Our goal is to combat EHE through the discovery of drug regimens and treatments that will allow us to manage and control EHE. To achieve this, we must first understand this rare cancer. We know that it can present in either an indolent (slow-growing) or an aggressive phase, but we do not yet know what dictates which phase is present, nor the trigger(s) that cause the indolent form to became aggressive, nor the reasons why it is often aggressive in children and young adults. We do not yet fully understand what causes EHE, what factors may lead to a person being predisposed to EHE, nor how it spreads within the body; nor do we understand the natural history of this cancer.
The EHE Rare Cancer Charity (UK) is therefore dedicated to promoting and supporting the research necessary to find the answers to these questions. Currently the only coordinated research programme into EHE is that led by Dr Brian Rubin from his research laboratories in the Cleveland Clinic in the USA, in collaboration with other American and international research facilities and cancer clinics. Please go to our RESEARCH section for more information about Dr Rubin's research programme, as well as other EHE research we are promoting. A summary of our EHE GROUP RESEARCH AND FUNDRAISING STRATEGY 2017 can be found in the RESOURCES section of this site. In addition, a broader overview of the research and associated fundraising objectives of the EHE Group can be found in our FUNDRAISING AND RESEARCH OBJECTIVES information sheet which can also be found in the RESOURCES section of this website.

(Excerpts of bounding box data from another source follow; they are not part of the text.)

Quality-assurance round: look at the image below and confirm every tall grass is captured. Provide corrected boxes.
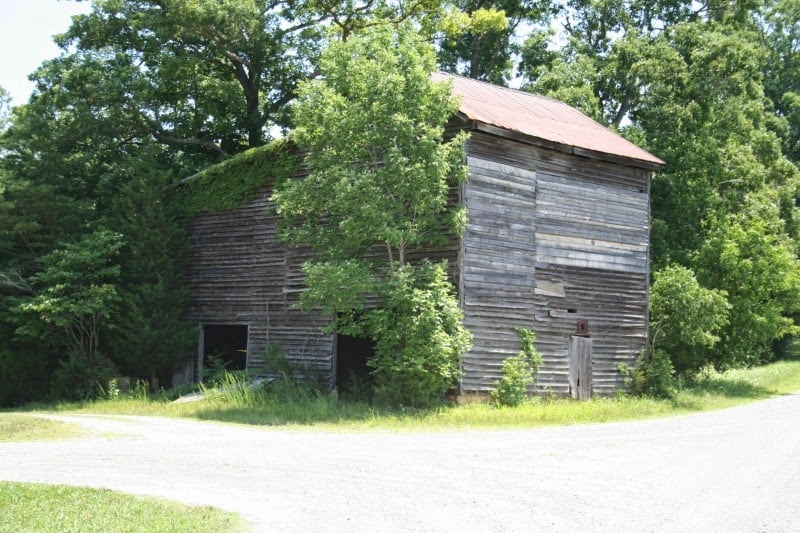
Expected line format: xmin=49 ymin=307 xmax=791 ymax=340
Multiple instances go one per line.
xmin=0 ymin=413 xmax=85 ymax=443
xmin=21 ymin=360 xmax=800 ymax=430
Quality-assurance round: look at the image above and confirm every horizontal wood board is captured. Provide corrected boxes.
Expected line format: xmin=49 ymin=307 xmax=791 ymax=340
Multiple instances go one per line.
xmin=462 ymin=132 xmax=649 ymax=395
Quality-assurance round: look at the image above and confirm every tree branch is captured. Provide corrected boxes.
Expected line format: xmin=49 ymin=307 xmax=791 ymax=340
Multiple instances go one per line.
xmin=0 ymin=269 xmax=34 ymax=295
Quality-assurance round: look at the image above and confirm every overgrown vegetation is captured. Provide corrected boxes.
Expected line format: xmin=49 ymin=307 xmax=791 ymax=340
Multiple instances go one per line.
xmin=0 ymin=481 xmax=248 ymax=533
xmin=273 ymin=25 xmax=471 ymax=406
xmin=0 ymin=0 xmax=800 ymax=405
xmin=491 ymin=328 xmax=542 ymax=407
xmin=0 ymin=413 xmax=84 ymax=442
xmin=17 ymin=358 xmax=800 ymax=430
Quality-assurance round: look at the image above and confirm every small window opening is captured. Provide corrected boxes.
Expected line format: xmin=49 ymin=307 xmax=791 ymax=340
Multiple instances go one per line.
xmin=336 ymin=335 xmax=375 ymax=393
xmin=203 ymin=325 xmax=247 ymax=370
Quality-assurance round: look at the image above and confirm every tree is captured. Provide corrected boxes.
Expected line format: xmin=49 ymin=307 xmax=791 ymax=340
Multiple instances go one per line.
xmin=762 ymin=0 xmax=800 ymax=163
xmin=0 ymin=86 xmax=11 ymax=133
xmin=273 ymin=26 xmax=469 ymax=404
xmin=12 ymin=229 xmax=123 ymax=397
xmin=438 ymin=0 xmax=555 ymax=85
xmin=650 ymin=265 xmax=731 ymax=375
xmin=696 ymin=194 xmax=800 ymax=368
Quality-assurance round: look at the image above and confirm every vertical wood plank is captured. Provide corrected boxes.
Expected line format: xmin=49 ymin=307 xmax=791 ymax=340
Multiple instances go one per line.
xmin=569 ymin=335 xmax=592 ymax=400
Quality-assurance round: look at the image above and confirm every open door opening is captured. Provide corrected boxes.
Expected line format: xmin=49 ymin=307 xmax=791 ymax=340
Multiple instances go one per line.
xmin=203 ymin=325 xmax=247 ymax=370
xmin=336 ymin=335 xmax=375 ymax=393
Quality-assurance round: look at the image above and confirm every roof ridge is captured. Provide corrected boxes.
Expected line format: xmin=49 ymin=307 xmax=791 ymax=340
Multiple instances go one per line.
xmin=436 ymin=70 xmax=576 ymax=108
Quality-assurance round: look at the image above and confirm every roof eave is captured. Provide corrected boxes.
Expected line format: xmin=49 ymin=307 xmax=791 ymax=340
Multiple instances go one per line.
xmin=472 ymin=120 xmax=666 ymax=171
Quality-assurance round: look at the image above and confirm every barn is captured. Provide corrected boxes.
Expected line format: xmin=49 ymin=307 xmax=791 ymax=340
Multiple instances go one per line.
xmin=180 ymin=73 xmax=663 ymax=398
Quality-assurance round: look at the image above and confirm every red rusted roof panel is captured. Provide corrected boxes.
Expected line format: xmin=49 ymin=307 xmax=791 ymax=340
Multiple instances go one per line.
xmin=434 ymin=72 xmax=664 ymax=165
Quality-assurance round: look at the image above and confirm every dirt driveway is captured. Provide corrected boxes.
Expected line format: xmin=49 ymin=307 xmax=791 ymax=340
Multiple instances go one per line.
xmin=0 ymin=394 xmax=800 ymax=532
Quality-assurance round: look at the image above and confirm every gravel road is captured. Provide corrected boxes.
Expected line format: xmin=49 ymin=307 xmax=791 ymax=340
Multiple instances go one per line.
xmin=0 ymin=393 xmax=800 ymax=533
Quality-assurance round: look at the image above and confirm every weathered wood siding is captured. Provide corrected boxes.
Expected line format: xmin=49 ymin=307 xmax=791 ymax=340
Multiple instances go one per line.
xmin=185 ymin=183 xmax=334 ymax=381
xmin=462 ymin=132 xmax=649 ymax=395
xmin=461 ymin=152 xmax=536 ymax=392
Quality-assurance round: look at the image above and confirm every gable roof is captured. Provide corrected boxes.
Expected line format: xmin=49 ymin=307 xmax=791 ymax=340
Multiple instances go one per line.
xmin=433 ymin=72 xmax=664 ymax=169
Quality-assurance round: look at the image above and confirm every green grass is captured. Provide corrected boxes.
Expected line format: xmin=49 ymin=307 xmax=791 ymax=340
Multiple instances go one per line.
xmin=0 ymin=482 xmax=246 ymax=533
xmin=15 ymin=359 xmax=800 ymax=431
xmin=0 ymin=413 xmax=85 ymax=443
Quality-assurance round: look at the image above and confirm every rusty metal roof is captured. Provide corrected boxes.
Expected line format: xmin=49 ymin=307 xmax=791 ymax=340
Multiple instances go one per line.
xmin=433 ymin=72 xmax=664 ymax=168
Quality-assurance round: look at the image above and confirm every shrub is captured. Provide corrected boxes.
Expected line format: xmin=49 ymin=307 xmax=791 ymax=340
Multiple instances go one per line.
xmin=51 ymin=352 xmax=118 ymax=400
xmin=631 ymin=350 xmax=676 ymax=398
xmin=491 ymin=328 xmax=542 ymax=407
xmin=650 ymin=266 xmax=730 ymax=375
xmin=365 ymin=261 xmax=472 ymax=406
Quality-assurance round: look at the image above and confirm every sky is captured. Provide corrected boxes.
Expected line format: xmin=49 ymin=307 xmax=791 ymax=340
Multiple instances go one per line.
xmin=0 ymin=0 xmax=91 ymax=105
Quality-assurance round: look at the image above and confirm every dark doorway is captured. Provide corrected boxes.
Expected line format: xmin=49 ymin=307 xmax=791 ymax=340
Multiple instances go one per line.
xmin=336 ymin=335 xmax=375 ymax=391
xmin=203 ymin=325 xmax=247 ymax=370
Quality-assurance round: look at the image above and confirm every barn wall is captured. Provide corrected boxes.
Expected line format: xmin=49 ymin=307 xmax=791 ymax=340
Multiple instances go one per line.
xmin=185 ymin=183 xmax=333 ymax=381
xmin=184 ymin=171 xmax=461 ymax=386
xmin=462 ymin=132 xmax=649 ymax=394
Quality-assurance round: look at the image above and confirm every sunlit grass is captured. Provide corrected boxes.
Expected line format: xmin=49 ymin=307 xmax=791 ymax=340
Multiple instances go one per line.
xmin=0 ymin=482 xmax=247 ymax=533
xmin=0 ymin=413 xmax=85 ymax=443
xmin=17 ymin=360 xmax=800 ymax=431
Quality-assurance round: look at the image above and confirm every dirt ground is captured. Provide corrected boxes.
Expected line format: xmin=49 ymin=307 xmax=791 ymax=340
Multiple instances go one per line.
xmin=0 ymin=394 xmax=800 ymax=533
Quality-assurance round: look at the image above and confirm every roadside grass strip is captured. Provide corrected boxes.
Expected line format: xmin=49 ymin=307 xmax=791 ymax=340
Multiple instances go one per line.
xmin=17 ymin=359 xmax=800 ymax=431
xmin=0 ymin=482 xmax=248 ymax=533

We support the research programme in two important ways. First, our members can provide important data relating to themselves and their cancer. This is the type of patient data that typically is not available for rare cancers, and can provide critical information to medical and research specialists working with EHE. Second, research cannot progress if it is not funded. There is almost no government funding for research into rare cancers. Established charities and foundations also provide extremely limited funding at the early stages of such research. We will therefore continue to strive to raise from our members and from external sources the funds needed to allow EHE research to progress and lead to the understanding we need to combat this disease.